The MRO launched its digitization program in 2018, directed toward major airframe activities.
Credit: James Pozzi/Aviation Week

There are major benefits to MROs getting rid of their own paperwork during heavy checks, and there could be even more if all communications with customers went paperless as well.

That is the view of François Doré, SVP innovation and strategy at Sabena Technics, which is just now completing its internal paperless journey, and wants to extend the approach through the external aviation ecosystem.

The MRO launched its digitization program in 2018, directed toward major airframe activities. It took 12 months of implementation until the first C check of an Airbus A330 was fully digital. “Such an implementation is a deep change of process, behavior and way of thinking,” Doré explains.

The first step was elaborating a vision of its business, then the MRO had to choose the most appropriate and efficient tool. Sabena Technics decided to develop as quickly as possible an initial version of its digital tools and processes. Then it could extend and expand on the new approach, by launching a new version each month over six months.

Sabena Technics chose eMRO and eMobility, a suite developed by TRAX, for the paperless innovation. For electronic signatures, user identification and password are used. A Personal Identification Number, or PIN, is used to ensure the mechanic has the skill required by a task card. 

Doré says change management was the most challenging aspect of going paperless. “The change is huge, not only for mechanics in the field but also for all people working around the check. The processes are not fully digitally integrated yet.”
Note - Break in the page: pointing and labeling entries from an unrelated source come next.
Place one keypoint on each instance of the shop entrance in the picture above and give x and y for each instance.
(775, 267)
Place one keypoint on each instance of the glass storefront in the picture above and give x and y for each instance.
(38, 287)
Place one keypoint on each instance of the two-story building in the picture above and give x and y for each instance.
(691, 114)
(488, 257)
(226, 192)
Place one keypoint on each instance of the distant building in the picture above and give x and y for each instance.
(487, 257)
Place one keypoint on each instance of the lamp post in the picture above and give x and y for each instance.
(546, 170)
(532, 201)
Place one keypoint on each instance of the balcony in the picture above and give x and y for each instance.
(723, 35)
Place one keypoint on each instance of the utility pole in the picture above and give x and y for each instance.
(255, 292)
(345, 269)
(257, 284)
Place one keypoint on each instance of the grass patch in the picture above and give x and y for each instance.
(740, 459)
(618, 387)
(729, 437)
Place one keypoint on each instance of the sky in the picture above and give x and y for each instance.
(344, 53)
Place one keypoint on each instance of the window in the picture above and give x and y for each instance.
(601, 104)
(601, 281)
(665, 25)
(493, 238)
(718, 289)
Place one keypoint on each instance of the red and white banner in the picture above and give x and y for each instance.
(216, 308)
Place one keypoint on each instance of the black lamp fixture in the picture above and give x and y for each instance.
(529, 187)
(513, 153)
As of summer 2020, all A330 and A350 checks done at Sabena Technics’ Bordeaux site were 100% paperless. Starting this December, any new check or aircraft modification done at any of the MRO’s several heavy-check sites will also be performed paperless. 

At present, customers are integrated in the digital approach. A customer representative has access to a customer portal with the live information about his check. This data includes progress, planning, validation of non-routine tasks and supply decisions that have to be made. “He has a real-time vision of the work performed on his aircraft,” Doré summarizes.

The MRO itself immediately gained from real-time access to information. For instance, non-routine tasks are raised on an iPad, then sent immediately for review to a technical expert and presented to the customer for validation. In parallel, the supply-chain for the necessary parts is launched. “The overall process is significantly quicker and enables us to secure or reduce turn-around time,” Doré says. 

Internally, operational performance is increased through a better use of man-hours. Supply chain and planning performance are other key gains. Aircraft documentation accessible on iPads is also a positive benefit as it encourages autonomy.

Although customers can see the work being performed now, Doré would like them to be even more included in the platform. “We would like to create digital interfaces to be able to receive digitally their work-pack and send them back the status of their task cards directly into their information system. There is added value for both of us to limit double manual entries. It would be a win-win approach.”